CAIRO — U.S. Secretary of State Mike Pompeo delivered a scathing rebuke of the Obama administration’s Mideast policies on Thursday, accusing the former president of “misguided” thinking that diminished America’s role in the region while harming its longtime friends and emboldening Iran.
In a speech to the American University in Cairo, Pompeo unloaded on President Donald Trump’s predecessor, saying he was naive and timid when confronted with challenges posed by the revolts that convulsed the Middle East, including Egypt, beginning in 2011.
Pompeo denounced the vision outlined by President Barack Obama in a speech he gave in Cairo in 2009 in which he spoke of “a new beginning” for U.S. relations with countries in the Arab and Muslim world.
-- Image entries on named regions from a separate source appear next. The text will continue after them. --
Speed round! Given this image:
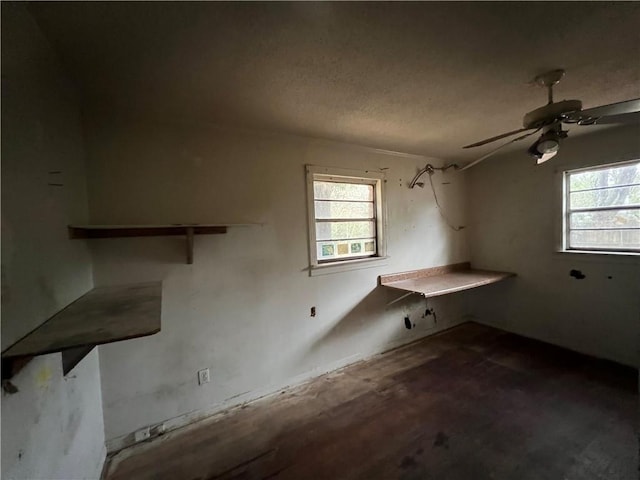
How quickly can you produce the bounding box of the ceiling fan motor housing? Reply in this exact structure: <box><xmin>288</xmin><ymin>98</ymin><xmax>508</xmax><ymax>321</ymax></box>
<box><xmin>522</xmin><ymin>100</ymin><xmax>582</xmax><ymax>128</ymax></box>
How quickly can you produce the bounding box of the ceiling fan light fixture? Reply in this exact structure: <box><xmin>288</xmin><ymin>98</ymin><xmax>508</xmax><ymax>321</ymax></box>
<box><xmin>536</xmin><ymin>138</ymin><xmax>560</xmax><ymax>155</ymax></box>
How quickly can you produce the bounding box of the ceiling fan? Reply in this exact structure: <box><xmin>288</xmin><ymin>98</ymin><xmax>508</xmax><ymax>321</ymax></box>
<box><xmin>462</xmin><ymin>69</ymin><xmax>640</xmax><ymax>170</ymax></box>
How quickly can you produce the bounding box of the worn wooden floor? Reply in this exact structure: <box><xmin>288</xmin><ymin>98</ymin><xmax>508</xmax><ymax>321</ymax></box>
<box><xmin>108</xmin><ymin>323</ymin><xmax>638</xmax><ymax>480</ymax></box>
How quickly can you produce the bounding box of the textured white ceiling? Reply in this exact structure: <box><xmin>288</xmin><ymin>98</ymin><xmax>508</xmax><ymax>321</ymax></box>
<box><xmin>31</xmin><ymin>2</ymin><xmax>640</xmax><ymax>161</ymax></box>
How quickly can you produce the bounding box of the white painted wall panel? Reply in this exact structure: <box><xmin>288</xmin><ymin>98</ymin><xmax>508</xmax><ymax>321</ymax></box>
<box><xmin>88</xmin><ymin>118</ymin><xmax>467</xmax><ymax>447</ymax></box>
<box><xmin>2</xmin><ymin>3</ymin><xmax>105</xmax><ymax>480</ymax></box>
<box><xmin>469</xmin><ymin>126</ymin><xmax>640</xmax><ymax>366</ymax></box>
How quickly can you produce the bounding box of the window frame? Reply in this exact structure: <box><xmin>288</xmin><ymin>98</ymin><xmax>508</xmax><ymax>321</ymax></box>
<box><xmin>561</xmin><ymin>158</ymin><xmax>640</xmax><ymax>255</ymax></box>
<box><xmin>305</xmin><ymin>165</ymin><xmax>388</xmax><ymax>275</ymax></box>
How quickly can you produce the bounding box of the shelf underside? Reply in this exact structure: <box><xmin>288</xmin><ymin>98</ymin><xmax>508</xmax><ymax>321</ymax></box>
<box><xmin>380</xmin><ymin>263</ymin><xmax>515</xmax><ymax>298</ymax></box>
<box><xmin>2</xmin><ymin>282</ymin><xmax>162</xmax><ymax>359</ymax></box>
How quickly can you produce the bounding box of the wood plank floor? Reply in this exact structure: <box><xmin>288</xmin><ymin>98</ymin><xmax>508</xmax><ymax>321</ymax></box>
<box><xmin>107</xmin><ymin>323</ymin><xmax>638</xmax><ymax>480</ymax></box>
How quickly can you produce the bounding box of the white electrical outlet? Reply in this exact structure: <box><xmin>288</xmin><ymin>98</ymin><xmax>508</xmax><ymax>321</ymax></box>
<box><xmin>198</xmin><ymin>368</ymin><xmax>211</xmax><ymax>385</ymax></box>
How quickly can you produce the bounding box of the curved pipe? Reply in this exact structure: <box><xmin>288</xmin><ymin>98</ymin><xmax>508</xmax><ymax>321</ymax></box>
<box><xmin>409</xmin><ymin>163</ymin><xmax>460</xmax><ymax>188</ymax></box>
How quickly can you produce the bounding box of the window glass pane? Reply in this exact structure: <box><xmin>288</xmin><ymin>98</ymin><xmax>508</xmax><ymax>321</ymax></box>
<box><xmin>570</xmin><ymin>185</ymin><xmax>640</xmax><ymax>209</ymax></box>
<box><xmin>313</xmin><ymin>181</ymin><xmax>373</xmax><ymax>202</ymax></box>
<box><xmin>569</xmin><ymin>230</ymin><xmax>640</xmax><ymax>250</ymax></box>
<box><xmin>317</xmin><ymin>238</ymin><xmax>377</xmax><ymax>261</ymax></box>
<box><xmin>570</xmin><ymin>208</ymin><xmax>640</xmax><ymax>229</ymax></box>
<box><xmin>316</xmin><ymin>200</ymin><xmax>373</xmax><ymax>219</ymax></box>
<box><xmin>316</xmin><ymin>221</ymin><xmax>376</xmax><ymax>240</ymax></box>
<box><xmin>569</xmin><ymin>163</ymin><xmax>640</xmax><ymax>192</ymax></box>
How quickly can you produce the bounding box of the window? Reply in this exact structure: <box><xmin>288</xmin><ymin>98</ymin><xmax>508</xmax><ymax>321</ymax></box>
<box><xmin>307</xmin><ymin>165</ymin><xmax>385</xmax><ymax>268</ymax></box>
<box><xmin>564</xmin><ymin>160</ymin><xmax>640</xmax><ymax>252</ymax></box>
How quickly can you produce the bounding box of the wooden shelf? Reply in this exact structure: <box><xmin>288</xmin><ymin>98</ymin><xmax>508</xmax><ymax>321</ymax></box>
<box><xmin>2</xmin><ymin>282</ymin><xmax>162</xmax><ymax>377</ymax></box>
<box><xmin>69</xmin><ymin>223</ymin><xmax>256</xmax><ymax>264</ymax></box>
<box><xmin>380</xmin><ymin>262</ymin><xmax>515</xmax><ymax>303</ymax></box>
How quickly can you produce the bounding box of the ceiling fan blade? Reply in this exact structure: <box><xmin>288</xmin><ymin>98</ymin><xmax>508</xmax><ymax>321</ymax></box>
<box><xmin>459</xmin><ymin>128</ymin><xmax>540</xmax><ymax>171</ymax></box>
<box><xmin>566</xmin><ymin>98</ymin><xmax>640</xmax><ymax>125</ymax></box>
<box><xmin>462</xmin><ymin>128</ymin><xmax>533</xmax><ymax>148</ymax></box>
<box><xmin>584</xmin><ymin>112</ymin><xmax>640</xmax><ymax>125</ymax></box>
<box><xmin>536</xmin><ymin>150</ymin><xmax>559</xmax><ymax>165</ymax></box>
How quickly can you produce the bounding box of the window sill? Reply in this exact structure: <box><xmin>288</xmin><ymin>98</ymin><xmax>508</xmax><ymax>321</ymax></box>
<box><xmin>309</xmin><ymin>257</ymin><xmax>389</xmax><ymax>277</ymax></box>
<box><xmin>555</xmin><ymin>250</ymin><xmax>640</xmax><ymax>265</ymax></box>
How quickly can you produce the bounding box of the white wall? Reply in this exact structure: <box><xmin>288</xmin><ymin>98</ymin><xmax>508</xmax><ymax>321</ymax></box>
<box><xmin>468</xmin><ymin>127</ymin><xmax>640</xmax><ymax>366</ymax></box>
<box><xmin>2</xmin><ymin>3</ymin><xmax>105</xmax><ymax>480</ymax></box>
<box><xmin>88</xmin><ymin>119</ymin><xmax>468</xmax><ymax>448</ymax></box>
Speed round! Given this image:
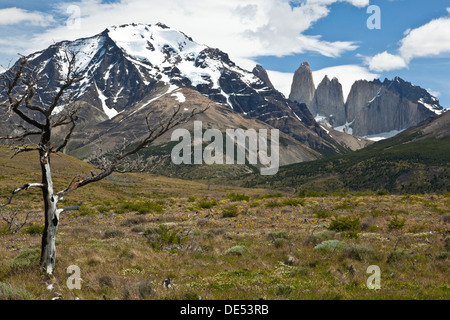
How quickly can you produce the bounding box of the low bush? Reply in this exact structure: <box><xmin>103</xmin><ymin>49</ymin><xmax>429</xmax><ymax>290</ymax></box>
<box><xmin>328</xmin><ymin>217</ymin><xmax>360</xmax><ymax>232</ymax></box>
<box><xmin>225</xmin><ymin>246</ymin><xmax>247</xmax><ymax>256</ymax></box>
<box><xmin>227</xmin><ymin>193</ymin><xmax>250</xmax><ymax>202</ymax></box>
<box><xmin>314</xmin><ymin>240</ymin><xmax>346</xmax><ymax>252</ymax></box>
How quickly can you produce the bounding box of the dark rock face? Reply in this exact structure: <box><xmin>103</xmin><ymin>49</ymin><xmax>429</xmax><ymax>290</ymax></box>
<box><xmin>252</xmin><ymin>64</ymin><xmax>275</xmax><ymax>89</ymax></box>
<box><xmin>289</xmin><ymin>62</ymin><xmax>316</xmax><ymax>107</ymax></box>
<box><xmin>289</xmin><ymin>62</ymin><xmax>443</xmax><ymax>137</ymax></box>
<box><xmin>311</xmin><ymin>76</ymin><xmax>346</xmax><ymax>127</ymax></box>
<box><xmin>346</xmin><ymin>77</ymin><xmax>443</xmax><ymax>136</ymax></box>
<box><xmin>0</xmin><ymin>24</ymin><xmax>342</xmax><ymax>160</ymax></box>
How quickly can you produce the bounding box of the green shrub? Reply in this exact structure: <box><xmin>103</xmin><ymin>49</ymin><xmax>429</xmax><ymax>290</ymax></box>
<box><xmin>144</xmin><ymin>225</ymin><xmax>182</xmax><ymax>249</ymax></box>
<box><xmin>269</xmin><ymin>231</ymin><xmax>289</xmax><ymax>242</ymax></box>
<box><xmin>269</xmin><ymin>231</ymin><xmax>289</xmax><ymax>248</ymax></box>
<box><xmin>9</xmin><ymin>248</ymin><xmax>41</xmax><ymax>271</ymax></box>
<box><xmin>341</xmin><ymin>231</ymin><xmax>359</xmax><ymax>239</ymax></box>
<box><xmin>275</xmin><ymin>284</ymin><xmax>295</xmax><ymax>296</ymax></box>
<box><xmin>197</xmin><ymin>198</ymin><xmax>217</xmax><ymax>209</ymax></box>
<box><xmin>342</xmin><ymin>245</ymin><xmax>374</xmax><ymax>261</ymax></box>
<box><xmin>227</xmin><ymin>193</ymin><xmax>250</xmax><ymax>201</ymax></box>
<box><xmin>22</xmin><ymin>224</ymin><xmax>45</xmax><ymax>234</ymax></box>
<box><xmin>314</xmin><ymin>240</ymin><xmax>346</xmax><ymax>252</ymax></box>
<box><xmin>312</xmin><ymin>207</ymin><xmax>330</xmax><ymax>219</ymax></box>
<box><xmin>225</xmin><ymin>246</ymin><xmax>247</xmax><ymax>256</ymax></box>
<box><xmin>386</xmin><ymin>249</ymin><xmax>409</xmax><ymax>263</ymax></box>
<box><xmin>222</xmin><ymin>205</ymin><xmax>239</xmax><ymax>218</ymax></box>
<box><xmin>138</xmin><ymin>280</ymin><xmax>154</xmax><ymax>299</ymax></box>
<box><xmin>122</xmin><ymin>200</ymin><xmax>164</xmax><ymax>214</ymax></box>
<box><xmin>260</xmin><ymin>193</ymin><xmax>284</xmax><ymax>199</ymax></box>
<box><xmin>298</xmin><ymin>189</ymin><xmax>328</xmax><ymax>198</ymax></box>
<box><xmin>388</xmin><ymin>215</ymin><xmax>406</xmax><ymax>230</ymax></box>
<box><xmin>266</xmin><ymin>200</ymin><xmax>284</xmax><ymax>208</ymax></box>
<box><xmin>303</xmin><ymin>230</ymin><xmax>336</xmax><ymax>246</ymax></box>
<box><xmin>328</xmin><ymin>217</ymin><xmax>360</xmax><ymax>232</ymax></box>
<box><xmin>103</xmin><ymin>229</ymin><xmax>124</xmax><ymax>239</ymax></box>
<box><xmin>282</xmin><ymin>198</ymin><xmax>305</xmax><ymax>207</ymax></box>
<box><xmin>0</xmin><ymin>282</ymin><xmax>34</xmax><ymax>300</ymax></box>
<box><xmin>444</xmin><ymin>236</ymin><xmax>450</xmax><ymax>251</ymax></box>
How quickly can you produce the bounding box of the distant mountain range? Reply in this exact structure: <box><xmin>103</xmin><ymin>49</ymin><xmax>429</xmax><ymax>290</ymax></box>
<box><xmin>236</xmin><ymin>112</ymin><xmax>450</xmax><ymax>194</ymax></box>
<box><xmin>289</xmin><ymin>62</ymin><xmax>444</xmax><ymax>137</ymax></box>
<box><xmin>0</xmin><ymin>24</ymin><xmax>358</xmax><ymax>171</ymax></box>
<box><xmin>0</xmin><ymin>24</ymin><xmax>443</xmax><ymax>185</ymax></box>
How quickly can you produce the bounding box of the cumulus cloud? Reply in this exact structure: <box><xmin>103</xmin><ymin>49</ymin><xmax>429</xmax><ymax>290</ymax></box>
<box><xmin>365</xmin><ymin>8</ymin><xmax>450</xmax><ymax>72</ymax></box>
<box><xmin>365</xmin><ymin>51</ymin><xmax>408</xmax><ymax>72</ymax></box>
<box><xmin>267</xmin><ymin>65</ymin><xmax>380</xmax><ymax>99</ymax></box>
<box><xmin>17</xmin><ymin>0</ymin><xmax>369</xmax><ymax>66</ymax></box>
<box><xmin>399</xmin><ymin>13</ymin><xmax>450</xmax><ymax>61</ymax></box>
<box><xmin>0</xmin><ymin>7</ymin><xmax>55</xmax><ymax>27</ymax></box>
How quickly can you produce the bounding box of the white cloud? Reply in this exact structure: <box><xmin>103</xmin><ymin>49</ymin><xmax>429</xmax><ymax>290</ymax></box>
<box><xmin>267</xmin><ymin>65</ymin><xmax>380</xmax><ymax>99</ymax></box>
<box><xmin>17</xmin><ymin>0</ymin><xmax>369</xmax><ymax>65</ymax></box>
<box><xmin>365</xmin><ymin>51</ymin><xmax>408</xmax><ymax>72</ymax></box>
<box><xmin>365</xmin><ymin>8</ymin><xmax>450</xmax><ymax>72</ymax></box>
<box><xmin>0</xmin><ymin>7</ymin><xmax>55</xmax><ymax>27</ymax></box>
<box><xmin>427</xmin><ymin>89</ymin><xmax>441</xmax><ymax>98</ymax></box>
<box><xmin>399</xmin><ymin>13</ymin><xmax>450</xmax><ymax>61</ymax></box>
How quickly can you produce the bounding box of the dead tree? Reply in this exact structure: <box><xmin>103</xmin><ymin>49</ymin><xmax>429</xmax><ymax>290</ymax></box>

“Remember: It was here, here in this very city, another American stood before you,” Pompeo told an invited audience of Egyptian officials, foreign diplomats and students. “He told you that radical Islamist terrorism does not stem from ideology. He told you 9/11 led my country to abandon its ideals, particularly in the Middle East. He told you that the United States and the Muslim world needed ‘a new beginning.’ The results of these misjudgments have been dire.”
Pompeo said that the U.S. was “timid” about “asserting ourselves when the times — and our partners — demanded it.”
The secretary did not mention Obama by name but the remarks still struck listeners in the U.S. as unusually partisan.